The motility of innate immune cells was measured first by selecting random macrophages at frame 1, including non/phagocytosing and non/folding macrophages. Volocity manual tracking was performed on the selected macrophages by marking the central point of each macrophage with each advancing frame for the first 60 min of the movie. Individual track steps were combined (per condition) to determine mean velocity (μm/sec): n = 30 cells for each condition; n = 3 independent experiments. Statistical comparisons of two conditions were performed using an unpaired t test or χ² test, as specified, and using ANOVA for three or more conditions (GraphPad Prism).

Cellular localization was examined by capturing Z stack images (0.3 µm step size) using a PerkinElmer UltraVIEW Vox spinning disk microscope using a Nikon Plan Apo VC ×60/1.4 oil objective.
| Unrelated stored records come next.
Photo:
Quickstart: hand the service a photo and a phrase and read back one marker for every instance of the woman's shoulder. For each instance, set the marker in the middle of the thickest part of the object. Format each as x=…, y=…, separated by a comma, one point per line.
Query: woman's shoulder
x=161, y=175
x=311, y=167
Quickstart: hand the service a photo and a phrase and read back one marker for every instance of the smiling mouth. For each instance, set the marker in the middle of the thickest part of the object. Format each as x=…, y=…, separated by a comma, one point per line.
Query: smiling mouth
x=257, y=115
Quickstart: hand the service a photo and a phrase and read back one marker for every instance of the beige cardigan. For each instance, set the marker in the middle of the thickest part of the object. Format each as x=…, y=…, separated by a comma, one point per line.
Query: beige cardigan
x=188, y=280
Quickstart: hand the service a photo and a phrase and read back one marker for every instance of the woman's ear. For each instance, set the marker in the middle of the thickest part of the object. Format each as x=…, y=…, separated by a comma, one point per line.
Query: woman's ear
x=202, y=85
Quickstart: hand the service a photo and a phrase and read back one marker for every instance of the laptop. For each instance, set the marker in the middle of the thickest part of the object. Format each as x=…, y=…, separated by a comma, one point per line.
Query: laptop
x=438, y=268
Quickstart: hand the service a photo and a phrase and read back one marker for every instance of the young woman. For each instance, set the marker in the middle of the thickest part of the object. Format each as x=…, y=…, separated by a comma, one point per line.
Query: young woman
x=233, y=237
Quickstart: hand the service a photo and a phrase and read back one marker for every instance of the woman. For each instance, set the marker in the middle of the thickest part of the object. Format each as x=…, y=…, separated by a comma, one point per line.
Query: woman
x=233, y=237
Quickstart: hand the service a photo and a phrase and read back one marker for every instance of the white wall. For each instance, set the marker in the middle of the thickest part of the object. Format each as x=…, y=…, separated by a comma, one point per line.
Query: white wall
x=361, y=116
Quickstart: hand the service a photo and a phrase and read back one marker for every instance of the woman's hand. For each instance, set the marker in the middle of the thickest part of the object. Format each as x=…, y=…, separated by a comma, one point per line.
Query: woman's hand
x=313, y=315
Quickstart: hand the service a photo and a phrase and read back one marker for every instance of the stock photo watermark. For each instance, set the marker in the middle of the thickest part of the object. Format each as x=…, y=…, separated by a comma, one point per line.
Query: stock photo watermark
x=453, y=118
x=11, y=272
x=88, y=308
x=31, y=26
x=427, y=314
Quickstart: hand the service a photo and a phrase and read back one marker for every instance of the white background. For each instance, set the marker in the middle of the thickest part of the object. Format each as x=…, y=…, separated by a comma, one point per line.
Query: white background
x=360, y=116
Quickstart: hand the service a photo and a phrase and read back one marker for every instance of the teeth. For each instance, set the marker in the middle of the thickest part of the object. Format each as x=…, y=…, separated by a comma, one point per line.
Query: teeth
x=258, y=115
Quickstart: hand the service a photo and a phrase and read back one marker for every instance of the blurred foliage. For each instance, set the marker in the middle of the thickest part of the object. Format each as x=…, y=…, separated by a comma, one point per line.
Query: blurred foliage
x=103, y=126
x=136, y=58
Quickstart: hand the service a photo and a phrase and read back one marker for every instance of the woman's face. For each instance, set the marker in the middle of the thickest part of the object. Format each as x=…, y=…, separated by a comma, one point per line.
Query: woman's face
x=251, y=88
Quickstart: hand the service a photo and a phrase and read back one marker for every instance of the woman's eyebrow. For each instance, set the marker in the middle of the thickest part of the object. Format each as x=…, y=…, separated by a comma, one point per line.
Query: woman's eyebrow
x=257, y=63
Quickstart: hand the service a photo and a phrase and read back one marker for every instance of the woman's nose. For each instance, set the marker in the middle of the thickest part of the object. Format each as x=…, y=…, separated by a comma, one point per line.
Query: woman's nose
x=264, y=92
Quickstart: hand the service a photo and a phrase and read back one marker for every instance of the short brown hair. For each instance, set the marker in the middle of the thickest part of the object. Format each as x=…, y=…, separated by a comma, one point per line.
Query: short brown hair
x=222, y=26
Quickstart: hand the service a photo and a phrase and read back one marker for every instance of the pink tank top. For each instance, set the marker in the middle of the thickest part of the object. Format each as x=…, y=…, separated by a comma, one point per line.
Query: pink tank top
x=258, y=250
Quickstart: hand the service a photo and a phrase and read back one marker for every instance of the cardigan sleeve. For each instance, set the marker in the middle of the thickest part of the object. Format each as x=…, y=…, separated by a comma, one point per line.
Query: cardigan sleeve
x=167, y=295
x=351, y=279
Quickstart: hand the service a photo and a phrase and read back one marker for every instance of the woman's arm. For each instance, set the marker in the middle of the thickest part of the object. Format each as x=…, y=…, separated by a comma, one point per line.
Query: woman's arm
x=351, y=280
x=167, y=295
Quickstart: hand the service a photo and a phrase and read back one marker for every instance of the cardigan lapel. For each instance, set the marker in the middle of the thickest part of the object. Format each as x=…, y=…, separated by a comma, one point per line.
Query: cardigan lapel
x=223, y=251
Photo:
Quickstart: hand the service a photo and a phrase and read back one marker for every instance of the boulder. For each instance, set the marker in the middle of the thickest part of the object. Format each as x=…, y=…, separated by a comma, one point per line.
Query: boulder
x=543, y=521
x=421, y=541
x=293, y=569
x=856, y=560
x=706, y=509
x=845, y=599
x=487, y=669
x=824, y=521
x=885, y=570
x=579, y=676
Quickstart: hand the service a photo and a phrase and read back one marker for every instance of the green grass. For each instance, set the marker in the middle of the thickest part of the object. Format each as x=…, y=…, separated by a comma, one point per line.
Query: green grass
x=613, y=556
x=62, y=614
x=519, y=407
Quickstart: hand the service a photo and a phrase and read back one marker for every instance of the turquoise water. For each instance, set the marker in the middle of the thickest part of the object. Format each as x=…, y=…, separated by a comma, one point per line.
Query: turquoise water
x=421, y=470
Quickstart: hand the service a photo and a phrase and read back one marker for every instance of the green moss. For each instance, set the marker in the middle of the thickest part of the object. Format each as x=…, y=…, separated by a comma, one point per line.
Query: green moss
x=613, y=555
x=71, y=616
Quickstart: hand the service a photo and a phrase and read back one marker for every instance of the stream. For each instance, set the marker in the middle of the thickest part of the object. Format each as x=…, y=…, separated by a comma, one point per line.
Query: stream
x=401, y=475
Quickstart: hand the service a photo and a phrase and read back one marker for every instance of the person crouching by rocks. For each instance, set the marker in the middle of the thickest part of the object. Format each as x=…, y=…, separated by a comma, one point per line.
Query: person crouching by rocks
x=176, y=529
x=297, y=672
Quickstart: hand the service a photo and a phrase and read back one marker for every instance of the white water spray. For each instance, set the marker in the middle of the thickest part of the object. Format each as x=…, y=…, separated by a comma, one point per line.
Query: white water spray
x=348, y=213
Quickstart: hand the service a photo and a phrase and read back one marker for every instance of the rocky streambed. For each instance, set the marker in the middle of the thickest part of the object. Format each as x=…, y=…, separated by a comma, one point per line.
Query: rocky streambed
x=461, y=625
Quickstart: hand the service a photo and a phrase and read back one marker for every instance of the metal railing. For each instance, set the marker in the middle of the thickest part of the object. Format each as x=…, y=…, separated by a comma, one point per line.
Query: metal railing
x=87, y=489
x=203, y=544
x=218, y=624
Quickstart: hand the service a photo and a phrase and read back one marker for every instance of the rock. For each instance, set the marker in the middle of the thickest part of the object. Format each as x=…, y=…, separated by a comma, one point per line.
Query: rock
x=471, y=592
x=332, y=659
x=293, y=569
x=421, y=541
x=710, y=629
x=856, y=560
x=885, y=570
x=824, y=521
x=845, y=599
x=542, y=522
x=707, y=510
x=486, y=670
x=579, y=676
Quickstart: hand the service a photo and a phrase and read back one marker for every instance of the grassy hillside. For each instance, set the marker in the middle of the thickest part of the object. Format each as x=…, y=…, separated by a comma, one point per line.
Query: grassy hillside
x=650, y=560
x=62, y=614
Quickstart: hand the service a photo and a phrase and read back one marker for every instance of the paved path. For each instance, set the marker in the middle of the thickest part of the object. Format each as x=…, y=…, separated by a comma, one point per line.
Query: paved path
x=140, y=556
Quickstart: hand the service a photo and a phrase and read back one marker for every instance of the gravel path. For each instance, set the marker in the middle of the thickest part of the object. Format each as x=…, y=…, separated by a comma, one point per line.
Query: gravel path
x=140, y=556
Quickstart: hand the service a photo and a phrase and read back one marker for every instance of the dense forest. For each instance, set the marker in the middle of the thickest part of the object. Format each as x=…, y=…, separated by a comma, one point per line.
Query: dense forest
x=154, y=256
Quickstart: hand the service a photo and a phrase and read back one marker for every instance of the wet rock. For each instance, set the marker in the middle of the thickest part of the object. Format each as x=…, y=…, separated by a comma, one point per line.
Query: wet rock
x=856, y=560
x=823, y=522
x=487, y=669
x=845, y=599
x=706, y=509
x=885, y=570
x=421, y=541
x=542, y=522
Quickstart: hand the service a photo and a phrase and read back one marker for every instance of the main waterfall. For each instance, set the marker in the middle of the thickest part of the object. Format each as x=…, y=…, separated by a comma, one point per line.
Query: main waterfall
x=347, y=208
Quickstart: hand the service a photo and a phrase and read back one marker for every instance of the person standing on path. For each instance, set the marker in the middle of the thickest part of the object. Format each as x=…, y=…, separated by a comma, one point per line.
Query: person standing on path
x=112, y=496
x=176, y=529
Growth of C. albicans hyphae during phagocytosis and folding was determined by measuring hyphal extension rates with the line tool in Volocity.

Ethics Statement.

Blood from healthy volunteers was collected with the informed consent of these donors and according to local guidelines and regulations. Our full study protocol was approved by the College Ethics Review Board of the University of Aberdeen (2016/8/1300).

Thio-macs were prepared from 10 to 14 wk old C57BL/6 female mice and BMDMs from 8 wk old male C57BL/6, CARD9^−/−, Dectin-1^−/−, or MyD88^−/− mice. These mice were selected randomly, bred in house, and housed in stock cages under specific pathogen-free conditions. They underwent no surgical procedures prior to culling by cervical dislocation. All animal experimentation was approved by the UK Home Office and by the University of Aberdeen Animal Welfare and Ethical Review Body.

Data Availability

All study data are included in the article and/or supporting information.